S 2.118 Determination of a security policy for the use of e-mail

Initiation responsibility: Head of IT Section, IT Security Management

Implementation responsibility: Administrators

Before e-mail systems can be approved for use, their intended purpose must be determined. This purpose, in turn, shapes requirements concerning the confidentiality, availability, integrity and non-repudiation of the data to be transmitted as well as the e-mail program to be employed. Clarification is required as to whether e-mail is to be used exclusively for the transmission of non-binding and informal information, or whether some or all of the business transactions processed previously in writing are now to be carried out via e-mail. If the latter is true, clarification is required as to how previously hand-written remarks concerning procedures and orders, signatures and initials should now be placed electronically.

The institution must specify a security policy which describes the following items:

• The persons who are to receive e-mail connections

• The rules to be observed by e-mail administrators and e-mail users

• The degree of confidentiality and integrity up to which information may be dispatched via e-mail

• The manuals which need to be procured

• How users should be trained

• How to ensure a constant availability of technical assistance for users

Organisational rules and technical measures are required to meet, in particular, the following conditions for the proper transfer of files:

• E-mail programs intended for users should be pre-configured by the administrator so as to automatically achieve the highest possible level of security for the users (also refer to S 5.57 Secure Configuration of Mail Clients).

• Data should only be transferred following successful identification and authentication of the sender by the transmission system.

• Before making use of e-mail services for the first time, users must be briefed on how to handle the related applications. Users must be familiar with internal organisational rules concerning file transfer.

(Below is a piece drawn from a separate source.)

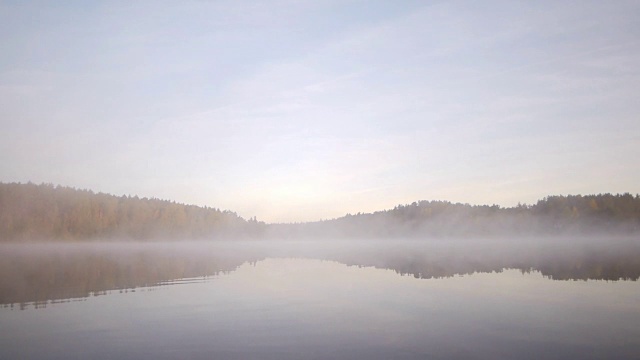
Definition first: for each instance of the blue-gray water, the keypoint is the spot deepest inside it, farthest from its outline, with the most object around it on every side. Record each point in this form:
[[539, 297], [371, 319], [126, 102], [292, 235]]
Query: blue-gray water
[[292, 304]]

• To identify the sender of an e-mail, a signature is appended to the end of the e-mail. The contents of this signature should resemble those of a letterhead, i.e. include the user name, organisation name, telephone number etc. A signature should not be too large, as this would take up unnecessary transmission time and storage space. The agency / company should determine a standard for signature design.

• The security mechanisms in use determine the degree of confidentiality and integrity up to which files may be sent via e-mail. Clarification is required as to whether and when data to be transmitted should be encrypted and signed digitally (also refer to S 4.34 Using Encryption, Checksums or Digital Signatures). A central body must determine the applications to be employed by users for the encryption and use of digital signatures. These applications must be made available to the users, who should be briefed beforehand on how to handle the applications.

• Before the introduction of electronic communications systems, clarification is required as to the circumstances under which incoming and outgoing e-mails also need to be printed out.

• File transfer can be documented (optionally). In this case, every file transfer, together with the contents and recipient of the information, is registered in a log. Legal regulations concerning logging must be observed during the transfer of person related data.

Email intended for internal dispatch must not be allowed to leave the internal network. This must be ensured by appropriate administrative measures. For example, the transfer of e-mail between the various departments of an organisation should take place via internal, dedicated lines and not via the Internet.

In principle, messages intended for internal addresses must not be forwarded to external addresses. If an exception needs to be made, all employees must be informed duly. For example, e-mails might need to be forwarded to external points where they can be accessed by staff on external duty or other employees on business trips.

Additional controls:

• Does a security policy governing the use of e-mail exist?

• Who is responsible for answering users' queries concerning e-mail?